Later this month will mark three years since Mom died.
Because I moved away from home over 30 years ago, Mom was not directly involved in my day-to-day life for many years. So it makes sense, I guess, that it's when we go to PEI that I miss her most. It still seems so strange that she is not there.
The strangest part of all, of course, is that we don't stay at the farm anymore, and we never will again. But it's the littler things that constantly jar me. Even when we were making plans for our trip this summer, I kept thinking of how in the past she and I would talk on the phone in advance: she would write down our arrival date and say, "Dad and I are going for groceries -- what should we get? Do the kids still like apple juice? Cheerios? Chicken nuggets?" I always said she didn't need to worry, that we could buy what we needed when we got there! But she always wanted to be prepared with some of the kids' favourites.
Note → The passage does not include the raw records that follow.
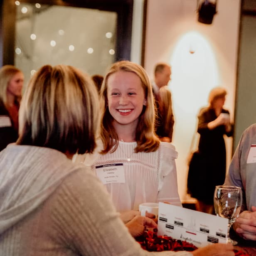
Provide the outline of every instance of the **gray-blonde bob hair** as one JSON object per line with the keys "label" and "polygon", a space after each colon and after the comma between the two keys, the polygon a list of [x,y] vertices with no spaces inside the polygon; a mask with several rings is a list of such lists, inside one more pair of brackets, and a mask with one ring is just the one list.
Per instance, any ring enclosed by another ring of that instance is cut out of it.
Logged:
{"label": "gray-blonde bob hair", "polygon": [[208,97],[208,102],[210,106],[212,105],[215,101],[221,98],[224,98],[226,95],[226,91],[223,87],[214,87],[212,89]]}
{"label": "gray-blonde bob hair", "polygon": [[99,125],[98,102],[88,75],[70,66],[42,66],[22,100],[17,144],[63,153],[92,153]]}

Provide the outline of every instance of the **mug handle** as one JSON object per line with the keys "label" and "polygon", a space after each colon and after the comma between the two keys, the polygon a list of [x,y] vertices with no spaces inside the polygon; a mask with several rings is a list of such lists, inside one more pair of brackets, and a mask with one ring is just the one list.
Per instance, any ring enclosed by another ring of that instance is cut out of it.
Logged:
{"label": "mug handle", "polygon": [[146,209],[142,209],[140,211],[140,216],[145,217],[146,212],[147,212],[147,210]]}

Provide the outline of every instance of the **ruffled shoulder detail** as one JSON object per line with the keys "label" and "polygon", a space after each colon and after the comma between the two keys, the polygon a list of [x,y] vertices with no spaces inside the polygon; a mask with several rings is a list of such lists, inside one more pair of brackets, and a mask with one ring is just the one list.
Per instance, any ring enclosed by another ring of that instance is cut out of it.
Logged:
{"label": "ruffled shoulder detail", "polygon": [[161,142],[159,147],[160,163],[158,170],[158,191],[162,187],[164,178],[171,172],[176,172],[175,160],[178,157],[174,145],[168,142]]}

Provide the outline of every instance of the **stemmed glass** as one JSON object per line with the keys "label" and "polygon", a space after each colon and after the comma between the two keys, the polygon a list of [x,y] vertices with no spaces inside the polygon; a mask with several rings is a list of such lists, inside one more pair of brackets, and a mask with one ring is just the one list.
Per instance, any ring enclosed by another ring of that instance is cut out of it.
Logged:
{"label": "stemmed glass", "polygon": [[229,237],[229,229],[238,217],[242,205],[241,187],[234,186],[216,186],[214,193],[214,207],[217,216],[229,219],[227,243],[237,244]]}

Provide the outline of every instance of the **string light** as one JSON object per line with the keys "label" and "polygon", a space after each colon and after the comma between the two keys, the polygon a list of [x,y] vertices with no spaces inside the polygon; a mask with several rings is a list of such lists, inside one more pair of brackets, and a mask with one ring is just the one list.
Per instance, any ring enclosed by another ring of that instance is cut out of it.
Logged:
{"label": "string light", "polygon": [[21,8],[21,11],[22,13],[27,13],[27,7],[22,7]]}
{"label": "string light", "polygon": [[87,49],[87,53],[91,54],[94,52],[94,49],[92,48],[89,48]]}

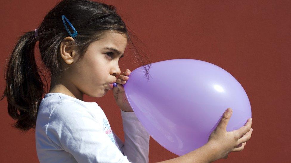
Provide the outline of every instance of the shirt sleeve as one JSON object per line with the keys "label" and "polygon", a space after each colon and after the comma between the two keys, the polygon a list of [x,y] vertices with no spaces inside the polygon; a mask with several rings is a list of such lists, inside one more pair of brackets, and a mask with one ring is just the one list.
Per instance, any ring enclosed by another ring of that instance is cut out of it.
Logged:
{"label": "shirt sleeve", "polygon": [[120,111],[124,143],[122,143],[120,139],[115,135],[120,151],[132,162],[148,163],[149,134],[134,112]]}
{"label": "shirt sleeve", "polygon": [[60,106],[54,109],[47,128],[47,136],[55,146],[71,153],[78,162],[130,162],[87,108],[67,101]]}

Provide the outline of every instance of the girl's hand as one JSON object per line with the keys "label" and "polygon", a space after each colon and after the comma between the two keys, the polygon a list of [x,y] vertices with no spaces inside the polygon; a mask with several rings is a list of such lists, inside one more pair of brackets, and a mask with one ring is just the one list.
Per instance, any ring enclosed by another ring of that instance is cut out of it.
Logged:
{"label": "girl's hand", "polygon": [[226,159],[229,153],[242,151],[251,136],[253,129],[251,118],[248,119],[244,125],[240,128],[227,131],[226,126],[232,114],[232,110],[229,109],[230,112],[227,112],[227,110],[226,110],[217,127],[208,139],[208,143],[212,144],[216,149],[215,155],[216,159]]}
{"label": "girl's hand", "polygon": [[126,69],[126,71],[119,75],[115,82],[117,87],[114,87],[113,90],[113,96],[116,103],[120,110],[126,112],[133,112],[125,95],[124,88],[123,86],[123,85],[128,80],[128,75],[130,74],[131,72],[129,69]]}

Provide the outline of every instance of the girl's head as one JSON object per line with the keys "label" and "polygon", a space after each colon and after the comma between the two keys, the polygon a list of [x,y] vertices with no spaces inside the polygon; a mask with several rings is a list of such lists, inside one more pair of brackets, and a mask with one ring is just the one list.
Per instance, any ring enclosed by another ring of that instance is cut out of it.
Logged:
{"label": "girl's head", "polygon": [[[66,30],[63,15],[77,31],[75,37]],[[35,59],[37,41],[52,82],[63,82],[95,97],[103,96],[108,83],[116,81],[121,72],[119,60],[127,44],[132,44],[130,37],[132,35],[114,6],[88,0],[61,1],[45,16],[38,28],[36,37],[34,30],[26,33],[13,49],[7,63],[7,86],[1,99],[7,97],[8,113],[18,120],[13,126],[24,132],[35,128],[38,107],[44,93],[45,85],[40,74],[46,82]],[[148,77],[147,66],[140,53],[136,53],[139,49],[132,45],[135,58],[143,63]],[[106,48],[116,49],[120,53]]]}

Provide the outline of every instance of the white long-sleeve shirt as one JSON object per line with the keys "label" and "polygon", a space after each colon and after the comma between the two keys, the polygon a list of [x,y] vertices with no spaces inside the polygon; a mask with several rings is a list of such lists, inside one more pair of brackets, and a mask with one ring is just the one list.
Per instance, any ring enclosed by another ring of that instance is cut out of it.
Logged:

And of course she would make some fresh scones for us to enjoy when we arrived. (Her oatmeal date scones were legendary, so much so that when the funeral home asked what we'd like to put on the blank page of her funeral bulletin, the answer seemed obvious: her scone recipe. SEE BOTTOM OF THIS POST FOR RECIPE.)
Going shopping at Value Village by myself still seems weird too. Mom and I would always make a point of going together. Besides looking for stuff for ourselves, she would ask me to pick a few things up for the kids as their birthday presents and she'd pay for them.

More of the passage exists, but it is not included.